A crise se acentuou com a revelação bombástica de documentos sigilosos furtados da mesa de trabalho do pontífice, a prisão repentina do principal suspeito, o mordomo Paolo Gabriele, e a publicação de um livro-reportagem baseado nos relatórios e cartas confidenciais. Em sua última missa pública, cansado e rouco, Ratzinger não poupou ironias veladas àqueles que o empurraram do desfiladeiro, pensando "em particular nos golpes contra a unidade da Igreja, as divisões no corpo eclesial".
A escolha de Francisco alterou a lógica político-demográfica do Papado. O primeiro pontífice latino-americano era uma incógnita de extrema controvérsia. Todavia, suas ações divergentes ao cargo de papa causaram espanto e incômodo. Espanto na comunidade de fiéis. Incômodo nas estruturas eclesiásticas.

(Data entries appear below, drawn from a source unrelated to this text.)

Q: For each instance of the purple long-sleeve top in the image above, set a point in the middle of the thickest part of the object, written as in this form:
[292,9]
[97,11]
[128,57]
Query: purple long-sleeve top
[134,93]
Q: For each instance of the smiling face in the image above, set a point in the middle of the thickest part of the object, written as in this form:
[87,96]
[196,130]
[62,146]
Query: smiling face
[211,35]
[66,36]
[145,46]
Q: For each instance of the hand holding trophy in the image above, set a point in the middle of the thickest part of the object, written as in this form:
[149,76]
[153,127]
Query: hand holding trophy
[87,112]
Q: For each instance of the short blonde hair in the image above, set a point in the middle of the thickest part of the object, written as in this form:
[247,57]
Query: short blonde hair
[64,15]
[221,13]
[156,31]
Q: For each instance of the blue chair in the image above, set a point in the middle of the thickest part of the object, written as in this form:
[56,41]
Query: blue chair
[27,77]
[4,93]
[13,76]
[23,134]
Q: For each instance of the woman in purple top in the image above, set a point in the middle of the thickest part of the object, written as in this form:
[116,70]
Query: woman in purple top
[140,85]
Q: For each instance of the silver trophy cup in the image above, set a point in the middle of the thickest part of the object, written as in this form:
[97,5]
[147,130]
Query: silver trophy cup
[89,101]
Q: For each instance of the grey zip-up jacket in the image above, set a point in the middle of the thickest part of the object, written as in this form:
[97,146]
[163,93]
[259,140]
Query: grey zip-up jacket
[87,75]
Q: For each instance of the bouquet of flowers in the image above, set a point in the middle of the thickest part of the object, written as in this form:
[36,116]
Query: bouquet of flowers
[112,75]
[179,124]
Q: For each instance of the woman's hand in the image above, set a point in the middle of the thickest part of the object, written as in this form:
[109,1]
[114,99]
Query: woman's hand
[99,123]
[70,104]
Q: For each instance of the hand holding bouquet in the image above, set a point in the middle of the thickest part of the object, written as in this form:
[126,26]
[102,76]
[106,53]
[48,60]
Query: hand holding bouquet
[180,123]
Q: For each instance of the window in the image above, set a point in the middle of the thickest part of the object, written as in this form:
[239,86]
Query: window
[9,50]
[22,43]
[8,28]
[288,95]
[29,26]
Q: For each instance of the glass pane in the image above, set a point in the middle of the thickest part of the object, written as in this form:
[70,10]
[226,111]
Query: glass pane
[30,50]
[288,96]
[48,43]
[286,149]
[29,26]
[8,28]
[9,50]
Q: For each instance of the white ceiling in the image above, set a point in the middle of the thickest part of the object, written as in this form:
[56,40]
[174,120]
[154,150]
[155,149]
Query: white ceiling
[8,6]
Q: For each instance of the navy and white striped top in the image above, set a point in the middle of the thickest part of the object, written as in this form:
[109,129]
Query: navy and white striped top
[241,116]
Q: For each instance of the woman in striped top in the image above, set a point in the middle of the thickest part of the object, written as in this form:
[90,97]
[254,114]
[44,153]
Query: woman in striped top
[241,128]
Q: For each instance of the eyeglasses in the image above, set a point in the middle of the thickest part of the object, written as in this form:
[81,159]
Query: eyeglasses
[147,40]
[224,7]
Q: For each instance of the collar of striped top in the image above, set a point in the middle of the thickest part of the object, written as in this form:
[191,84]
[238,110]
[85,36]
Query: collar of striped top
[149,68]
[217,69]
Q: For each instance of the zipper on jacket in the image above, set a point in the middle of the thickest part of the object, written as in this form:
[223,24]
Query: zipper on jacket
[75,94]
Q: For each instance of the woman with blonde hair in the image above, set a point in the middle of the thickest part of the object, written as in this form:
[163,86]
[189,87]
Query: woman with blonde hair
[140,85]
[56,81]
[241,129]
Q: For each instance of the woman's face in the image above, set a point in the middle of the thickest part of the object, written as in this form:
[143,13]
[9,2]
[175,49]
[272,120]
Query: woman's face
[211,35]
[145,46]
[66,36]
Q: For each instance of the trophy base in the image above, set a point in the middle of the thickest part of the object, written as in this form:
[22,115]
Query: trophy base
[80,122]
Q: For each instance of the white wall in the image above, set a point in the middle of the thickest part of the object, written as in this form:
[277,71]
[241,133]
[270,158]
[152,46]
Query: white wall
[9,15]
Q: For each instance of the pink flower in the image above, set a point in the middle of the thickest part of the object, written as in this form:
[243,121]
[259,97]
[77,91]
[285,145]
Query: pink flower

Diferente de seu antecessor, Francisco é um crítico mordaz do status quo, do sistema financeiro e dos mercados ao belicoso imperialismo moderno. O que, gradualmente, vem causando a ira dos octogenários a decênios enraizados na Santa Sé. A convocação do "Encontro Mundial dos Movimentos Populares" mostra que o carismático argentino está disposto a revisar posições e caminhos tortuosos.
Para o sociólogo Ignácio Ramonet, "28 de outubro foi um dia histórico [...] porque não é frequente que o Papa convoque, no Vaticano, organizações de excluídos e marginalizados dos cinco continentes, e de todas as origens étnicas e religiosas: camponeses sem-terra, trabalhadores informais urbanos, recicladores, carrinheiros, povos originários em luta, mulheres reclamando por direitos, etc.".
Em seu discurso, Francisco foge de conciliações amenizadoras. Só pelo fato de agrupar "corpos-estranhos" em meio aos afrescos e colunatas de São Pedro, portas e maçanetas forjadas com ouro, fomenta uma mudança interna por poucos almejada.
"A solidariedade é uma forma de fazer história", disse. Para evitar maiores polêmicas, temendo retaliações internas, como dos próprios meios de comunicação, empunha as bandeiras do oprimido nos caminhos do Evangelho. "Quando peço terra, teto e trabalho para os necessitados alguns me acusam dizendo que o "papa é comunista!", ironizou.
Nos resta saber se o destino do papa vermelho, assim como de outros pontífices do passado, já está escrito – seja com um chá na cabeceira da cama, uma bala perdida ou em um misterioso acidente. No Vaticano, quando se trata de poder e mudança, os cães não cessam de rosnar.